Update: First, thanks to everyone who provided me with info.

Harsh, you hit it on the head. I was getting a strong signal on my $10 Satellite Finder, but it was the wrong satellite. That is why my receiver was not getting a signal. I was using elevation and skew settings I had found online. I started over and moved the dish about ten degrees from where I had found the strong signal and found another one. I then did a Check Switch and it was 61.5w. I messed around a little with the skew, elevation and azmuth and did get an improvement on the signal strength. These settings were totally different from what I found online for my zip code. That may be because I am using the Dish 1000 which was not designed for 61.5w. My signal strengths are not as good as what I get off of my Dish 500 on 110 and 119. Here is what I get on each transponder:

Transponder Strength

1 76
2 95
3 76
4 0
5 75
6 97
7 77
8 97
9 80
10 84
11 79
12 96
13 77
14 108
15 76
16 78
17 77
18 83
19 79
20 92
21 76

I am not sure what is the Norm off of this satellite but these strengths are an average of 10 points below what I get off of 110 and 119. How do these numbers compare to what is expected off of 61.5w?
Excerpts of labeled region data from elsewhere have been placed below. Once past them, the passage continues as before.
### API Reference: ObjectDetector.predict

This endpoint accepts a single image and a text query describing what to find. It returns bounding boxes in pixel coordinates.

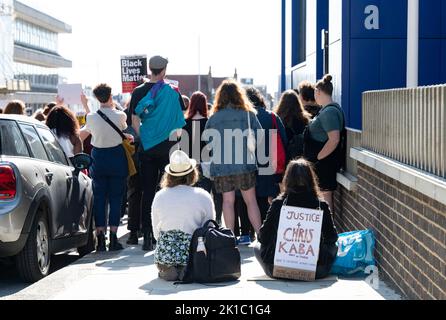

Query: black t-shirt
[129,82,186,115]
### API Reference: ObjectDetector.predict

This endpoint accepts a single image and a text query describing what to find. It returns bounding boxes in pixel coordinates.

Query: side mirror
[71,153,93,172]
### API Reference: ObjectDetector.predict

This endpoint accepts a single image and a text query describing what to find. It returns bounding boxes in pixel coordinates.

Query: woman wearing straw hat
[152,150,215,281]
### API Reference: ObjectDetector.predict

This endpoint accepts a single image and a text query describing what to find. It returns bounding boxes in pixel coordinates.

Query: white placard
[274,206,324,281]
[57,83,83,105]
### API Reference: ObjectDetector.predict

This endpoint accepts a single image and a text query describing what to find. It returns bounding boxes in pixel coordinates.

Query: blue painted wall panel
[349,39,381,128]
[350,0,408,38]
[420,0,445,38]
[441,0,446,38]
[375,39,407,89]
[419,39,445,86]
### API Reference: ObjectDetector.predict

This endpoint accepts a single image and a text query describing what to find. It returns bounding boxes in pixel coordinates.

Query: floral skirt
[155,230,192,267]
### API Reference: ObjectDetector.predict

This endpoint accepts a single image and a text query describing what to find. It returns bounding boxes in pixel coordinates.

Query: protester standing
[130,56,186,251]
[152,151,215,281]
[299,81,321,119]
[183,92,212,193]
[3,100,26,116]
[46,106,82,159]
[254,159,338,279]
[275,90,310,161]
[206,80,262,233]
[124,99,142,245]
[81,84,133,251]
[246,87,288,221]
[305,75,346,212]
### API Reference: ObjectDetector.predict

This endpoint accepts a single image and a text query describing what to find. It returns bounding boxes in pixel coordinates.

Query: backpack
[180,220,241,284]
[271,113,287,174]
[287,128,304,161]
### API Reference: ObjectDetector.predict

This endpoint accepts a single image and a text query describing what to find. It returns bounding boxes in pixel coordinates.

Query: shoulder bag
[98,110,137,177]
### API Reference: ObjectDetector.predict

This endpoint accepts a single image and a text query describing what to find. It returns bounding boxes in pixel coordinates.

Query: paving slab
[2,228,401,301]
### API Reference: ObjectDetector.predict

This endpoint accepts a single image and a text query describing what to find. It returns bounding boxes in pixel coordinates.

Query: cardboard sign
[273,206,324,281]
[121,55,147,93]
[57,83,83,105]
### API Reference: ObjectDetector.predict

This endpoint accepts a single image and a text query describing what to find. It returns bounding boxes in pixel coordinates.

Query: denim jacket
[203,106,262,178]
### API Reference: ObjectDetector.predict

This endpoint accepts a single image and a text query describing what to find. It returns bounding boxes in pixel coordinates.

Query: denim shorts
[214,171,257,194]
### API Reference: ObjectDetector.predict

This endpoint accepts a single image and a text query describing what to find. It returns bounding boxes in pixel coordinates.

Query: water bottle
[197,237,207,255]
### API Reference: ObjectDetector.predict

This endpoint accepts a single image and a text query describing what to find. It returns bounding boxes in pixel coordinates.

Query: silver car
[0,115,95,282]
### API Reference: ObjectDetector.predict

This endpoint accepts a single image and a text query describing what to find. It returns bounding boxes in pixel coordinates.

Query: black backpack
[287,128,304,161]
[180,220,241,284]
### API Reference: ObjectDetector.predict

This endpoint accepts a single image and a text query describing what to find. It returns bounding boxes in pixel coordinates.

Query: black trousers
[139,140,176,234]
[127,173,142,232]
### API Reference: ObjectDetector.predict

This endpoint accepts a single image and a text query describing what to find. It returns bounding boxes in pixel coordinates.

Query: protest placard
[57,83,83,105]
[121,55,147,93]
[273,205,324,281]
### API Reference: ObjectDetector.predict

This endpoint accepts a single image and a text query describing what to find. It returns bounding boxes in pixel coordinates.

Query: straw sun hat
[165,150,197,177]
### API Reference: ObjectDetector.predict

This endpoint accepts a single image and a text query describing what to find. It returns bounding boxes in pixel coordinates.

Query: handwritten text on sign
[274,206,324,281]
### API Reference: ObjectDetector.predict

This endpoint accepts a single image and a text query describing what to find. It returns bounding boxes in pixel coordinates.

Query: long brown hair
[212,80,257,114]
[46,106,79,138]
[274,90,311,128]
[186,91,208,120]
[281,159,320,198]
[3,100,26,116]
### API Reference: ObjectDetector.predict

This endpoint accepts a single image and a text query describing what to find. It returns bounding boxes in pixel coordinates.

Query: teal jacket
[135,84,186,151]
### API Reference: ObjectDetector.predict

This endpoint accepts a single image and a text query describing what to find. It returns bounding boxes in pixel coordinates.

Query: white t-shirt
[152,186,216,240]
[82,107,127,148]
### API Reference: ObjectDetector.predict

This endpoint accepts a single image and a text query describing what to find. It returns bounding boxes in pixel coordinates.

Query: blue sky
[21,0,280,93]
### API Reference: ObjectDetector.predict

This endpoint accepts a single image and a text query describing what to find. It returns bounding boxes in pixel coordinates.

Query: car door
[37,127,91,235]
[19,123,71,240]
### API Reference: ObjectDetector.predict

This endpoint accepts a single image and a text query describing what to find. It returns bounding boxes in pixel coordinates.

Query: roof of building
[14,0,72,33]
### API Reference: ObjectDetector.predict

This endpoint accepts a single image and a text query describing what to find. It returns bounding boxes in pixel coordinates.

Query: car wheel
[16,210,51,283]
[77,217,96,257]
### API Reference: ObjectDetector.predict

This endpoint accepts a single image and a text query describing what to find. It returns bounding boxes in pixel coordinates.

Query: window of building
[292,0,307,66]
[14,19,58,53]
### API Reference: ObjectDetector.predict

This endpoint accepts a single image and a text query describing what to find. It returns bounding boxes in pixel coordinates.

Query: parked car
[0,115,95,282]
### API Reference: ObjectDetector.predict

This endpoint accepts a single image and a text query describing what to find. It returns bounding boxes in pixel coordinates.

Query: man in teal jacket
[130,56,186,251]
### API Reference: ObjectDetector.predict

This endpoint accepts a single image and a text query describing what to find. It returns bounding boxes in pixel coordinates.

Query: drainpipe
[407,0,420,88]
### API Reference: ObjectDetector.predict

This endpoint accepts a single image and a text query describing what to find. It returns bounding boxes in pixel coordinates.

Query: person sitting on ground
[4,100,26,116]
[46,106,82,159]
[152,150,215,281]
[299,81,322,119]
[254,159,338,279]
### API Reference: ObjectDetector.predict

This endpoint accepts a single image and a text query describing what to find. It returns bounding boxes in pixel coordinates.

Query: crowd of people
[3,56,345,281]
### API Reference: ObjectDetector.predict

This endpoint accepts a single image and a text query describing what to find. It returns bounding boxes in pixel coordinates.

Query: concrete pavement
[2,227,401,301]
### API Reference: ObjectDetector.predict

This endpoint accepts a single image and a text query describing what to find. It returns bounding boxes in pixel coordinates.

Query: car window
[20,124,49,161]
[37,127,68,166]
[0,121,29,157]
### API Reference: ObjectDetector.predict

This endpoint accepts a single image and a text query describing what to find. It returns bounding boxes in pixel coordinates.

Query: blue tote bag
[331,230,376,276]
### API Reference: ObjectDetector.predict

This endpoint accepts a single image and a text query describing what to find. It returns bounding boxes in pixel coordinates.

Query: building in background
[280,0,446,300]
[0,0,72,112]
[167,68,230,102]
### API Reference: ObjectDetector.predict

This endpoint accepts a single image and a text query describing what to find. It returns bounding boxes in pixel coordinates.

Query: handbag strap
[98,110,127,141]
[248,111,251,134]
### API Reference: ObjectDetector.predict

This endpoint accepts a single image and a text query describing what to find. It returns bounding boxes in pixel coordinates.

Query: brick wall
[335,164,446,300]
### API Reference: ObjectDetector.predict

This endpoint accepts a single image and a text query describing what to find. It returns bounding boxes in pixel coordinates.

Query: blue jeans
[91,146,128,228]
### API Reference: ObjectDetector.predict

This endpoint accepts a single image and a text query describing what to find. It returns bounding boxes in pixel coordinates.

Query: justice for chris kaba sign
[121,56,147,93]
[273,204,324,281]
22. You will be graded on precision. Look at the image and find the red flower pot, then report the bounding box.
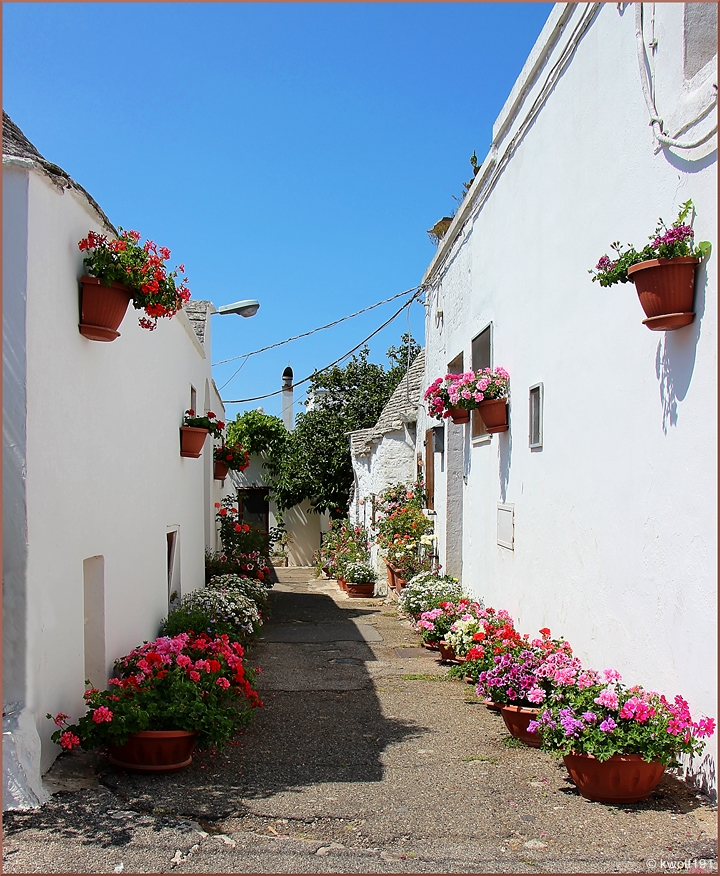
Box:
[180,426,208,459]
[213,459,229,481]
[109,730,197,772]
[345,581,375,599]
[78,276,132,341]
[628,256,699,332]
[438,642,455,663]
[478,398,510,432]
[500,705,542,748]
[448,408,470,425]
[563,754,665,803]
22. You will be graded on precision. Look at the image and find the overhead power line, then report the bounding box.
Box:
[222,286,425,405]
[213,286,421,366]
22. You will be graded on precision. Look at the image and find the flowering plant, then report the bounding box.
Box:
[477,627,582,707]
[215,496,279,556]
[213,444,250,471]
[425,368,510,420]
[417,598,481,642]
[78,228,190,331]
[47,633,262,751]
[313,517,375,580]
[205,551,272,587]
[160,579,262,641]
[398,571,465,620]
[528,669,715,766]
[375,478,425,517]
[343,563,376,584]
[183,408,225,438]
[589,201,712,286]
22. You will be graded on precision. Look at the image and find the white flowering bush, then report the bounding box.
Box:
[445,616,485,657]
[160,587,262,641]
[211,575,268,607]
[398,572,465,619]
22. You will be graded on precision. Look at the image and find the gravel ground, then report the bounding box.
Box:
[3,568,717,873]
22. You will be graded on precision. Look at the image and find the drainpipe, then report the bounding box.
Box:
[282,365,293,432]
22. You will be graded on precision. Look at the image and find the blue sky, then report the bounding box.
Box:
[2,3,552,417]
One last question, what programming can you receive off of 61.5 for free? I will be getting a VIP 211 and the Platinum pack in the near future but just curious as to what else is there for free. Thanks again.


----------



## harsh (Jun 15, 2003)

cherokeeafton said:


> what programming can you receive off of 61.5 for free? I will be getting a VIP 211 and the Platinum pack in the near future but just curious as to what else is there for free.


Pentagon channel and HD Demo.


----------



## garys (Nov 4, 2005)

cherokeeafton said:


> Update:
> 
> I am not sure what is the Norm off of this satellite but these strengths are an average of 10 points below what I get off of 110 and 119. How do these numbers compare to what is expected off of 61.5w?
> 
> One last question, what programming can you receive off of 61.5 for free? I will be getting a VIP 211 and the Platinum pack in the near future but just curious as to what else is there for free. Thanks again.


They are a couple points lower than mine, but I'm using an old 300 dish so that could be the difference.

Also Classic Arts Showcase, Good Samaritan Network, Holistic Television Network and Panhandle Area Ed. Consotium with those Harsh mentions. And CBS-HD if you qualify.


----------